The tool system handles all the complexity of function calling for you:

  • Type-safe argument validation

  • Automatic documentation generation from type hints and docstrings

  • Function calling API formatting and execution

  • Result parsing and conversion

Subroutine Tool

In addition to regular tools, PromptTrail provides SubroutineTool that allows you to execute templates as tools.

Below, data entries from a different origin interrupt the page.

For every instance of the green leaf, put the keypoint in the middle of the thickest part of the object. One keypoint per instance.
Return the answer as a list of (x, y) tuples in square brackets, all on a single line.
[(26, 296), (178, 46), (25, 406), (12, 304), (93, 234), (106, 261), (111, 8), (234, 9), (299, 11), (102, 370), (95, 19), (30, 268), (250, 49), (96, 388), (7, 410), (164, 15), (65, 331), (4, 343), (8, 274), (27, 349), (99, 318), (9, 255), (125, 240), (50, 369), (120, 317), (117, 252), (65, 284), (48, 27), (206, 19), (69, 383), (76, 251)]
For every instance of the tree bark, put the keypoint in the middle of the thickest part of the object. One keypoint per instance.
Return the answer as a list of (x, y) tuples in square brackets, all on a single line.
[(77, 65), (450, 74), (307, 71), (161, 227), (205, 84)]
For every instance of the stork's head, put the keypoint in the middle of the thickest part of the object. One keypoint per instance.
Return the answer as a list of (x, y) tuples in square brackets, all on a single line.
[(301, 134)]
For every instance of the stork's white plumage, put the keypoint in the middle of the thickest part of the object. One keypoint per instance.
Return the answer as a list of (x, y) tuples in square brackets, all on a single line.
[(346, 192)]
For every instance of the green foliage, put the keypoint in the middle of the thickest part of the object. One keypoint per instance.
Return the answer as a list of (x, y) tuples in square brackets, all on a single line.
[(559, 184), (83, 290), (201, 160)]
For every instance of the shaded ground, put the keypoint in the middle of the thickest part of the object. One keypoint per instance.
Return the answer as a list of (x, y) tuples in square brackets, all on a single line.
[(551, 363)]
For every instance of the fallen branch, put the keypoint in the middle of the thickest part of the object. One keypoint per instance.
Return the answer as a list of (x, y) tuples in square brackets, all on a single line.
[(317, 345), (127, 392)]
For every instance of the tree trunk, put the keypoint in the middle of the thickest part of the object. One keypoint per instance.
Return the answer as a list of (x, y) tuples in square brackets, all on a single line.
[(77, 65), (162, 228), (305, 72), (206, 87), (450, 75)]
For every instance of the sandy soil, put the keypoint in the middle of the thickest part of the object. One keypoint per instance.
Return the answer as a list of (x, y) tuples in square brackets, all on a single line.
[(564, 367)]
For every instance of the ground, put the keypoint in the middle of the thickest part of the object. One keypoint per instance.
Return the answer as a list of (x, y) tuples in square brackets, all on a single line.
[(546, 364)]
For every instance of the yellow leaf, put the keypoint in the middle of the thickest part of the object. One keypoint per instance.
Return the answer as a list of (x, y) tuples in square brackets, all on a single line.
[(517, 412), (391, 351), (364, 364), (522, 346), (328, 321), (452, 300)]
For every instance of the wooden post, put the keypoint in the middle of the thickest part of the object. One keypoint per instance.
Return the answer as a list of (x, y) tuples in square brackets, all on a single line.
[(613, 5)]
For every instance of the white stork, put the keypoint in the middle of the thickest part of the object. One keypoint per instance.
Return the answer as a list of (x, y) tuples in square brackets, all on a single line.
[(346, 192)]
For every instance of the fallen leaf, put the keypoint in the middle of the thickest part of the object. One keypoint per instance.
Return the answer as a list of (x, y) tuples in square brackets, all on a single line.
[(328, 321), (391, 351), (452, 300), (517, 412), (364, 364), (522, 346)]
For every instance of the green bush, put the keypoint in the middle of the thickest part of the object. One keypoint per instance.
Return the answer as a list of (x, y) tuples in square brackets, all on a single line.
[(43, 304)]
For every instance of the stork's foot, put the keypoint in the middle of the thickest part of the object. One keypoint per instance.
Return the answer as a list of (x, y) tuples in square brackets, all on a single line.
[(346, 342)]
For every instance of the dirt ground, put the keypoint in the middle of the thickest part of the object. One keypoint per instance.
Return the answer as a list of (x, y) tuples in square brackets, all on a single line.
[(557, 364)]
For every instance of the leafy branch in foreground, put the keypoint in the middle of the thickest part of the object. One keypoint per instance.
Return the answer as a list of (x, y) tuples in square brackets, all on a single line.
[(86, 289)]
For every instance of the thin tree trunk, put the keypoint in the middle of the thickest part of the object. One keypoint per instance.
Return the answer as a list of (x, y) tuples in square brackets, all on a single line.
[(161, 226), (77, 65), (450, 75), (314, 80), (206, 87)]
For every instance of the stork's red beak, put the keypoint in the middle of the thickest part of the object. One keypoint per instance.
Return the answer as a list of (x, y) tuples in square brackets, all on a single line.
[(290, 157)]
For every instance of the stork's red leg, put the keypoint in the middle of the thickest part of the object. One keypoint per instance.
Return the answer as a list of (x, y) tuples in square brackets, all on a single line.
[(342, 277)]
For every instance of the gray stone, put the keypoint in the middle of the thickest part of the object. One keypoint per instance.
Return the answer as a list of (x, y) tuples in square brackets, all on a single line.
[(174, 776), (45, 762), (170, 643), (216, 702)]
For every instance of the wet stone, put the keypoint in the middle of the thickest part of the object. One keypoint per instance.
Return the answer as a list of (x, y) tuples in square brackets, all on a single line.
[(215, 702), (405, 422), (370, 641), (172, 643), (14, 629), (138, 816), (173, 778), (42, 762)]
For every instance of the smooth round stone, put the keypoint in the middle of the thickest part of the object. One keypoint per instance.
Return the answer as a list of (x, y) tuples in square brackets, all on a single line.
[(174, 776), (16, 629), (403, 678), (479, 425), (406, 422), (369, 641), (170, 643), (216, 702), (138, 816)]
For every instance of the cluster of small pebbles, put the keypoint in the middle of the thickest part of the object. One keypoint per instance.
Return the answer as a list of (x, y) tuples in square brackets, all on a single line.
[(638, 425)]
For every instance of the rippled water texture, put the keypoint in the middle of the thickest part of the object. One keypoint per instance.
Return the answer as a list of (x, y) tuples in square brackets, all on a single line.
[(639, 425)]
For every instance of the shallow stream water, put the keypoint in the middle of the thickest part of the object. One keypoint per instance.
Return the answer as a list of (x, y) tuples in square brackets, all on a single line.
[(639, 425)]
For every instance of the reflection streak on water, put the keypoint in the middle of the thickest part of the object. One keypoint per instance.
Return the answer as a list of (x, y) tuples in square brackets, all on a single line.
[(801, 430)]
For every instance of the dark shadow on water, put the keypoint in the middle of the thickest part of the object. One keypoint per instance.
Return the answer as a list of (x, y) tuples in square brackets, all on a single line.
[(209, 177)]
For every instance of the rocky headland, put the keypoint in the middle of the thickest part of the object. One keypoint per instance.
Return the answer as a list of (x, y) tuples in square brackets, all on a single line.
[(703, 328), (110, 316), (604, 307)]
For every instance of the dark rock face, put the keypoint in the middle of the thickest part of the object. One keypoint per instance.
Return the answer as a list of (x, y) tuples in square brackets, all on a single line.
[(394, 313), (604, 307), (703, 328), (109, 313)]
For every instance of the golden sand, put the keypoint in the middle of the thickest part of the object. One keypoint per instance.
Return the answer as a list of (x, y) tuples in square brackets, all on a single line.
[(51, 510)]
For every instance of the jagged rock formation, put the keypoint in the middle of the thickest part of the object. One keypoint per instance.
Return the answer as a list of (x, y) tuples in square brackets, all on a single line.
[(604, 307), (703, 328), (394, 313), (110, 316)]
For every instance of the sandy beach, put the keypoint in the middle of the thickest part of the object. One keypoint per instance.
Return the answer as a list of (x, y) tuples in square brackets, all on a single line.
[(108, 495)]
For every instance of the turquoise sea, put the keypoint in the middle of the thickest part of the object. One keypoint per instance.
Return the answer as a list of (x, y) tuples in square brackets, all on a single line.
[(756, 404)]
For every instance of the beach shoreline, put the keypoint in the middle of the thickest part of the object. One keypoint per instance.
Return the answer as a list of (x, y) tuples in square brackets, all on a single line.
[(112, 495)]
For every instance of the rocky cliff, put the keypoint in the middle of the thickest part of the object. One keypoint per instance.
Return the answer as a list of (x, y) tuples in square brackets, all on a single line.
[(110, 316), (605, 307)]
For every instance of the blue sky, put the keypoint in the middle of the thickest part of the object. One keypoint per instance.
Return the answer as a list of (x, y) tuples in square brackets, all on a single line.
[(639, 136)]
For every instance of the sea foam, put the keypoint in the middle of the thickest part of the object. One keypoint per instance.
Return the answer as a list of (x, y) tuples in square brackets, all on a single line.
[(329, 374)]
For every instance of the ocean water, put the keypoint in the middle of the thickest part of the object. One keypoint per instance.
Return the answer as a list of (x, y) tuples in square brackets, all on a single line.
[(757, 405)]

This is particularly useful when you want to:

  • Execute complex conversation flows as tools

  • Reuse existing templates in function calling context

  • Maintain isolation between main conversation and tool execution

Here’s an example of using SubroutineTool:

from prompttrail.agent.tools import SubroutineTool
from prompttrail.agent.templates import Template

class WeatherTemplate(Template):
    """Template for weather forecasting"""
    def _render(self, session):
        yield Message(
            role="assistant",
            content="Let me check the weather forecast..."
        )
        yield Message(
            role="assistant",
            content="Based on the data, it will be sunny with 25°C."
        )
        return session

# Create weather tool from template
weather_tool = SubroutineTool(
    name="get_weather",
    description="Get weather forecast for a location",
    template=WeatherTemplate(),
)

# Use like any other tool in ToolingTemplate
template = LinearTemplate([
    SystemTemplate(content="You are a weather assistant."),
    UserTemplate(content="What's the weather?"),
    ToolingTemplate(tools=[weather_tool])
])

The SubroutineTool provides:

  • Isolated execution context for templates

  • Automatic message handling and result formatting

  • Integration with function calling flow

  • Access to all template features (hooks, control flow, etc.)

See examples/agent/subroutine_tool_example.py for a complete working example.

This allows you to focus on implementing the actual tool functionality rather than dealing with API integration details. Isn’t it great?